Monday, May 18, 2020

Art Heals: Monday

“Monday, Monday, can't trust that day;
Monday, Monday, it just turns out that way.
Oh, Monday, Monday, won't go away;
Monday, Monday, it's here to stay.”
That’s the Mamas and the Papas, and this Kid concurs.  And for present day mamas and papas, and their kids, it really, really just won’t go away.  For many of us, we are living in a perpetual Monday.   Perhaps we tried to avoid home schooling and chores and keyboarding on the “weekend,”  but for most still in lockdown, there is no end to the week, and Monday is just a wedge on the wheel of fortune that seems to  come up with every spin.
It wasn’t always that way. Historically, the Greco-Roman week began with Sunday  (sun-day being a much cheerier construct than moon-day,  that day that moons around, lethargically booting itself up to reluctantly get some work done).  Monday is called some variant of “after Sunday” in many Eastern European languages, or, in many ecclesiastical traditions, “second day” (Latin, Greek, Arabic).  Seriously, after Sunday, second rate is more like it.

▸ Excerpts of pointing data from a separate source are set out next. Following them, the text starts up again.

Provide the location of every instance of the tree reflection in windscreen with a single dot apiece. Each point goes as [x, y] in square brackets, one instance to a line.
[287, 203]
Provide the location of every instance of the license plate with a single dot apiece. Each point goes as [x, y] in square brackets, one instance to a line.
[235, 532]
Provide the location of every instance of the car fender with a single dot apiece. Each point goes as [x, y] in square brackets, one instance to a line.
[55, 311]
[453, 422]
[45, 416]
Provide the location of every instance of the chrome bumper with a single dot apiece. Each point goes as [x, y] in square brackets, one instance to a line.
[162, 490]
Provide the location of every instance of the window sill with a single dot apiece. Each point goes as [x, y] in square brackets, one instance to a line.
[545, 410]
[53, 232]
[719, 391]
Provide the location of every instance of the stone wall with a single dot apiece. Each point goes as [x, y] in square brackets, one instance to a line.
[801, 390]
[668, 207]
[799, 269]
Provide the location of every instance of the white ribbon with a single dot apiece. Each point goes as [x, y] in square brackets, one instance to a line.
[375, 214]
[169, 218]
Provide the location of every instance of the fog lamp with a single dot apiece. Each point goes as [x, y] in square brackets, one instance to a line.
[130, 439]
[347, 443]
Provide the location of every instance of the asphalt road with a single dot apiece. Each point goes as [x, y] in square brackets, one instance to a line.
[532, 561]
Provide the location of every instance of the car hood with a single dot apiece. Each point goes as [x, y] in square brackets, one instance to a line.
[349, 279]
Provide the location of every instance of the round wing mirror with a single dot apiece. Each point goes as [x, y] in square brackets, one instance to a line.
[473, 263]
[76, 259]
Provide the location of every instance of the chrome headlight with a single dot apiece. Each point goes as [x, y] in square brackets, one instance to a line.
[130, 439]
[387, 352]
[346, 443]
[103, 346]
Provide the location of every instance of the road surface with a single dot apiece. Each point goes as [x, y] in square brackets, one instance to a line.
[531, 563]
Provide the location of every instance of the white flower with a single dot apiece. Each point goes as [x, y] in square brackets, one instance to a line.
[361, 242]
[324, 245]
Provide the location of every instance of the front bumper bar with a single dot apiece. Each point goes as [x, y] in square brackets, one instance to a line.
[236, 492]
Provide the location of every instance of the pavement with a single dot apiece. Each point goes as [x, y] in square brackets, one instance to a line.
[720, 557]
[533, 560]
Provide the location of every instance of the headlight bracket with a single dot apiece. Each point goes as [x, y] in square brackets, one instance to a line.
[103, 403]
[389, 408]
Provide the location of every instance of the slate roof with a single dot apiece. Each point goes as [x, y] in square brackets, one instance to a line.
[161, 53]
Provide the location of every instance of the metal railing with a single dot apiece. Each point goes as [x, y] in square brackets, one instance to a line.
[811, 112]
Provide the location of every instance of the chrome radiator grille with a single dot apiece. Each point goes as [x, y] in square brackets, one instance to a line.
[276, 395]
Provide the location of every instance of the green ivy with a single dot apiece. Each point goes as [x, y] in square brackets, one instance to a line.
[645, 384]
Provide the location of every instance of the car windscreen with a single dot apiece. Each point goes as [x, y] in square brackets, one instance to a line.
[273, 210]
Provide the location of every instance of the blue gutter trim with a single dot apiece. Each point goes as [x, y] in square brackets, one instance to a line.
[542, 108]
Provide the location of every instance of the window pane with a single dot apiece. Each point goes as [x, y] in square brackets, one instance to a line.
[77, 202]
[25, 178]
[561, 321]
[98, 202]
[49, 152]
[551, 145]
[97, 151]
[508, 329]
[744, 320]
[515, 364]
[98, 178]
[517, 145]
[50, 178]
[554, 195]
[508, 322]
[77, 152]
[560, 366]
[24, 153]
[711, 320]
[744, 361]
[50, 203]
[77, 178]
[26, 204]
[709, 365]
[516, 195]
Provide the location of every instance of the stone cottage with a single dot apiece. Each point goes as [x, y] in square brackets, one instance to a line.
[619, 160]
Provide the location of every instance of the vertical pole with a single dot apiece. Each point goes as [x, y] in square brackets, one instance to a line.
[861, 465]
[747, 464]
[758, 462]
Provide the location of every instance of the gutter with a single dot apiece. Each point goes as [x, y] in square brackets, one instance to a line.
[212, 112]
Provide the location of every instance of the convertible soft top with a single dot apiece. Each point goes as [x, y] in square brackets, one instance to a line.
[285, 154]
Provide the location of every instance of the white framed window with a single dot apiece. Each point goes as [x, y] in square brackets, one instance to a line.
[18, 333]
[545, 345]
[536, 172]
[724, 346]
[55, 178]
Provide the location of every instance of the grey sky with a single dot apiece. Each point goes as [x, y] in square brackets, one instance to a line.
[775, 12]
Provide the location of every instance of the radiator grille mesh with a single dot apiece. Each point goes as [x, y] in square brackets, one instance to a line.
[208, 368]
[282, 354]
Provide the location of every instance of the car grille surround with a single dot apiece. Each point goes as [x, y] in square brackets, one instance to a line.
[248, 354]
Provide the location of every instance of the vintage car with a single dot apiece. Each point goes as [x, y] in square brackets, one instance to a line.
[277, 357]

But here we are, stuck in the era of melancholy Monday.  For me, it shakes its reproachful finger at me,
chiding me for breaking all the promises I’d made to myself for the previous weekend (vacuum the whole apartment, put away the winter clothes, finally set up the Bluetooth for the printer, step on the scale, reassess my life goals).  Not until I hoist myself upon my chair and start WFH (working from home) does the carping abate.
But then something happens.  That precious spark of energy that had slowly drained away by Sunday night begins to return.  I have things to do!  Thoughts to think!  Places to go—well no, still no place to go, except the other room, or the refrigerator.   But still. 
Monday is here to stay, but each time it comes around in endless pandemic procession I get closer to the exit.
Artist Rajie Cook provides me with an exit today, in three-dimensional copper.  Art Heals.